Using Spoon is really easy. Get the NuGet package (PM> Install-Package Spoon) and hook the following code into to your site’s Application_Start() method.

// Dictionary mapping escaped fragments to page URLs.
// This may be generated from a Sitemap.
var escapedFragmentUrlPairs = new Dictionary<string, string>
{
    { "/home", "http://www.example.com/!#/home" },
    { "/about", "http://www.example.com/!#/about" },
    { "/contact", "http://www.example.com/!#/contact" },
};

var snapshotsPath = HostingEnvironment.MapPath("[Path]");
var snapshotsDirectory = new DirectoryInfo(snapshotsPath);
foreach (var file in snapshotsDirectory.EnumerateFiles())
    file.Delete();

SnapshotManager
	.InitializeAsync(escapedFragmentUrlPairs, snapshotsPath)
	.Wait();

In this example, escapedFragmentUrlPairs is a dictionary mapping escaped fragment values to URLs on your site. This essentially serves to tell Spoon that for a given hash fragment you want a snapshot of the corresponding page to be served to the web crawler. If you have a Sitemap defined for your site, this dictionary could easily be auto-generated from it. The other variable in the sample, snapshotsPath, is simply the path to the folder where Spoon will store the snapshots it creates.

To serve up snapshots you’ll need to modify your main action method to handle the _escaped_fragment_ parameter.

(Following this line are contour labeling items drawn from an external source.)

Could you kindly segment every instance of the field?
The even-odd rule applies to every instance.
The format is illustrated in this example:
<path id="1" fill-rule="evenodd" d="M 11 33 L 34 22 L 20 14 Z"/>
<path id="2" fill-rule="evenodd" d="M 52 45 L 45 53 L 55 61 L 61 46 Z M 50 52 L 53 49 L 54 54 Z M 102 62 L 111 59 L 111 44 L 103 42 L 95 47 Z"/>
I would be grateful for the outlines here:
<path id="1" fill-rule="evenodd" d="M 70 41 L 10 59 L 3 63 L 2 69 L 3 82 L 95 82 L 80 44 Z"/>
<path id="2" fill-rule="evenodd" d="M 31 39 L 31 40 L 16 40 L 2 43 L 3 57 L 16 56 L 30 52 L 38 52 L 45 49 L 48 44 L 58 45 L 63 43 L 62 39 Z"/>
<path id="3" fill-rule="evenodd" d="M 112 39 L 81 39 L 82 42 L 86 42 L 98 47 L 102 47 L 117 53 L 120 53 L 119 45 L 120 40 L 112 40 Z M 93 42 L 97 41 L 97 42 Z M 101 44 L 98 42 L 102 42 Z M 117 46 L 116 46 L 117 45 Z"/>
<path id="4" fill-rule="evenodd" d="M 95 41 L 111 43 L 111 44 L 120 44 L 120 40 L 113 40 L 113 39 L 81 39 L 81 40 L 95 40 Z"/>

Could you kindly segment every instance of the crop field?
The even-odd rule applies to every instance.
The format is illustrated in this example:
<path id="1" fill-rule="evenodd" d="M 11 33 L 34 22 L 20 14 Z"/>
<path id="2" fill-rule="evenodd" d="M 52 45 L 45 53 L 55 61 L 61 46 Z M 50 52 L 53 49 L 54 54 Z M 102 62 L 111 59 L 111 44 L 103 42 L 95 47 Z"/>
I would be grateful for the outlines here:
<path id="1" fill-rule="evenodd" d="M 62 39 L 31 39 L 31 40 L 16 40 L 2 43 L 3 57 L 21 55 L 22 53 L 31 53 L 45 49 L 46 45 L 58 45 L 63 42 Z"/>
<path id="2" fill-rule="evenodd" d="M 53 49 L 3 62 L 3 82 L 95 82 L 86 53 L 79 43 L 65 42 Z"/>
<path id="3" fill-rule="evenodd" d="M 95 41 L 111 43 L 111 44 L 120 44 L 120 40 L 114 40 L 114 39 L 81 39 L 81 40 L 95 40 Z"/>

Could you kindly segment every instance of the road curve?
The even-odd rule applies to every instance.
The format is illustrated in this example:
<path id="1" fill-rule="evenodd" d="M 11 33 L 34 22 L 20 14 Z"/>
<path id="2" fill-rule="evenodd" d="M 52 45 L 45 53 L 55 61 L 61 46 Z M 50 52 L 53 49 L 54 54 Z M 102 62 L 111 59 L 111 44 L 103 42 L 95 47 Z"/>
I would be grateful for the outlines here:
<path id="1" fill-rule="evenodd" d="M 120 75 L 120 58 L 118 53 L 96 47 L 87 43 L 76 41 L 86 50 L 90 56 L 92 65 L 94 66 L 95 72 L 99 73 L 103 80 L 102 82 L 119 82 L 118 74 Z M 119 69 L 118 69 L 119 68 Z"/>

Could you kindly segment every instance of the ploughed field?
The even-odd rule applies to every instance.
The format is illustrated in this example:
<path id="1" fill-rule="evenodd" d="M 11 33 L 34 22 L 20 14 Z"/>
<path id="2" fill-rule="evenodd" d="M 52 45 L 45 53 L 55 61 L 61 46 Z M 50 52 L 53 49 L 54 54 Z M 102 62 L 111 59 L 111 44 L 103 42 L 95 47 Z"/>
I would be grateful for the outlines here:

public async Task<ActionResult> Index(string _escaped_fragment_)
{
    if (_escaped_fragment_ != null)
    {
        string path;
        try
        {
            path = await SnapshotManager
				.GetSnapshotUrlAsync(_escaped_fragment_);
        }
        catch (ArgumentException)
        {
            // Failure logic here.
        }
        return File(path, "text/html");
    }

    return View();
}

That’s all there is to it. When an _escaped_fragment_ is passed to the method, Spoon will look to see if that fragment has been registered. If it has, Spoon will return to you the path to the snapshot file that you can serve with ASP.NET’s File() method. If the fragment hasn’t been registered, an ArgumentException is thrown. It is up to you to catch this exception and do what you please. Be careful! If a snapshot cannot be served for a given page, then web crawlers won’t be able to tell what that page contains and that page will risk not being indexed correctly. At the very least the catch should contain some form of logic to alert you, the developer, that a given _escaped_fragment_ has gone unserved in your web app.

##The code

Spoon is fully open source, licensed under the MIT license. If you’re interested, the source code is available create an issue on the GitHub page. Good luck, and happy SEO-ing!